René: Peguei-o duma pobre velha, tive de esforçar-me para tirar-lho, deveria ter morrido há pouco tempo, estava rígida...
Belinda: Podes parar com isso? Sabes que me dá nojo quando falas dos mortos. 
René: Encontrei também esta bolsa, vê se gostas. Talvez haja alguma coisa, não olhei dentro. De qualquer forma, pode ser útil.

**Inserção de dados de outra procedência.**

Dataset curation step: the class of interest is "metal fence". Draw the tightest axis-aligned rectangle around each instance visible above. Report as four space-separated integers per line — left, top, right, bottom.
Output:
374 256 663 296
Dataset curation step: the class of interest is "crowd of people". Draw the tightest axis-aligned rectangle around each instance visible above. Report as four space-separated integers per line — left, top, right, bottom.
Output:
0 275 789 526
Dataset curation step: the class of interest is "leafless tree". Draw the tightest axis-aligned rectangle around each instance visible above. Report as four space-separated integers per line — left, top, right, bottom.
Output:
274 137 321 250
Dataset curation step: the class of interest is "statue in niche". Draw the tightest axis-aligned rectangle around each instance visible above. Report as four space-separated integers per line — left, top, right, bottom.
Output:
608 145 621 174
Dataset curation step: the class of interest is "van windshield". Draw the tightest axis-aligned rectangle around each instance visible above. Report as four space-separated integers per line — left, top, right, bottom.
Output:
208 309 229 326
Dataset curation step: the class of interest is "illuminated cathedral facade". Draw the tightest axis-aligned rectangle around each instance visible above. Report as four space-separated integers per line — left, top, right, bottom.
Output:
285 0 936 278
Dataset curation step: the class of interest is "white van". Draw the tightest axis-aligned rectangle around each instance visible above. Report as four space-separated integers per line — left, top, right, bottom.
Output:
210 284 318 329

Belinda olha dentro da bolsa, remexe sem encontrar nada. Nesse meio tempo, Pablo sai do quarto e entra na sala de jantar em sua cadeira de rodas, René vai-lhe ao encontro...

René: Também tenho uma coisa para ti. (Pega o pequeno saco e tira de dentro um chapéu vermelho forrado de pele, com aba e orelheiras, e a inscrição ALASKA... É o chapéu de Maurício. René coloca-o fazendo uma cara realmente engraçada). Olhem pra mim!

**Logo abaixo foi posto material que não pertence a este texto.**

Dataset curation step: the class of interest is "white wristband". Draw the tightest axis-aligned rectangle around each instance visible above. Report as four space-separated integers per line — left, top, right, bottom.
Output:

Pablo pára. Reconheceu o chapéu de Maurício.

René: É engraçado, não? Porém, nos mantém aquecidos. Pareço um esquimó, não é verdade? 

Belinda deixa cair a bolsa. Também ela apercebeu-se do chapéu.

Belinda: Deixa-me ver esse chapéu.
René: É para Pablo.

René tira o chapéu e entrega-o a Belinda, que o olha aterrorizada.

Pablo: É o chapéu de Maurício.
Belinda: Meu Deus...
René: Mas o que estais a dizer? 
Belinda: Onde o pegaste? Quem to deu?
René: Era dum homem... Encontrei-o numa viela, no centro. Estava escondido atrás duma cabine de eletricidade, coberto por um saco de juta.
Pablo: É de Maurício.
René: Não era Maurício. Não é possível. Não lhe vi o rosto, não sei... Era um sem-teto, tenho certeza. 
Belinda: É o chapéu dele.
René: Talvez o tenha perdido. Roubaram-lho? Hein? Maurício está a combater.
Pablo: Ele nunca partiu, assassinaram-no.
Belinda: Vai correndo ao necrotério ver.
René: Está bem, mas não é possível. Não é verdade, não é? Hein? Não é verdade, não é?
Belinda: Corre, vai rápido. 

René não diz mais nada. Sai correndo.

Pablo: Assassinaram-no, não o alistaram. Assassinaram-no, não o alistaram. Assassinaram-no.
Belida: Calado! Fique calado!

Soa a campainha. Belinda não vai abrir a porta. A campainha continua a soar.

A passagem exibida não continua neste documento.